Lent 5 • Luke 20:9–20 • March 13, 2016

Editor’s note: The following homiletical help is adapted from Concordia Journal, January 1980.

By William J. Schmelder

The preacher needs to resist mightily the temptation to use this text as the occasion for letting the congregation have it. It would be easy to become a stern preacher of the law, and to use this text to proclaim only God’s wrath and punishment. Indeed, such is the lot of those who reject the stone, Jesus Christ, whom God puts forward. The scribes and the chief priests recognized that thrust of Jesus’s words to be directed against them. The people in the parish, however, ought not to be assumed to be their present-day counterparts. Although the parable contains the strong note of judgment on those who spurn God’s action, there is also the note of triumph in the elevation of the rejected stone. The hearers ought to be deepened in their grasp of God’s persistent love in the ministry of Jesus.

The Scripture appointed for the day directs the hearers to focus on God’s action on their behalf. Psalm 28:1–3, 7–11 exults, “The Lord is my strength and my shield, in him my heart trusts,” and “The Lord is the strength of his people.” Isaiah 43:16–21 announces that the Lord who is Creator of all is doing a new thing so that his people might declare his praise. In Philippians 3:8–14 St. Paul counts all as loss for the surpassing worth of knowing Christ Jesus.

The parable seems to be based on the practice of absentee landlords who owned rather large tracts of land in Galilee. The land was worked by tenant farmers who were periodically visited by the agents of the owner to collect his share of the crops.

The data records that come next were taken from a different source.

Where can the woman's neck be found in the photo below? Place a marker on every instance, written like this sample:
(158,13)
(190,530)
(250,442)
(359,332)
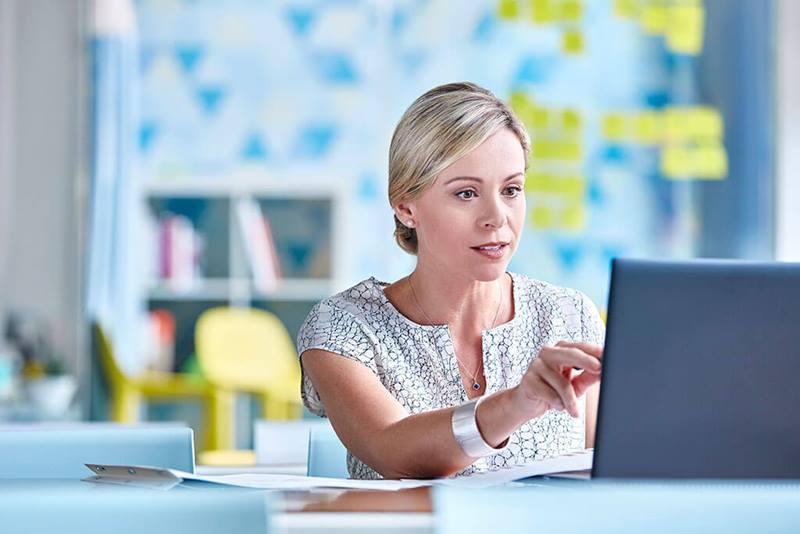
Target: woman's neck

The problem of the killing of the son has puzzled many. What would the tenants have gained by killing him except the wrath of the owner? The solution seems to be something like this: when the tenants see the son, they assume that the owner is dead; the heir is coming to claim his inheritance; by killing him the land would become ownerless; the tenants could claim squatters’ rights and press for ownership.

The destructive power of the stone is illuminated by the Talmudic proverb, “Should the stone fall on the jar, woe to the jar! Should the jar fall on the stone, woe to the jar! In either case, woe to the jar!” (Esther Rabbah, 7:10).

During Lent we are brought face-to face with God’s persistent love of the world in the gift of his Son. The story of God’s love affair with the human race is punctuated with man’s rejection and spurning of God’s love. When God sent his Son, he, too, was rejected. In love, God gave him up for us all. In him God’s persistent love triumphed. For his sake, God continues to pursue us with his love in word and sacrament.

This same persistent love which has triumphed in us to make us the people of God by faith in Christ Jesus becomes the power and the motivation for lives which produce the fruit of the vineyard.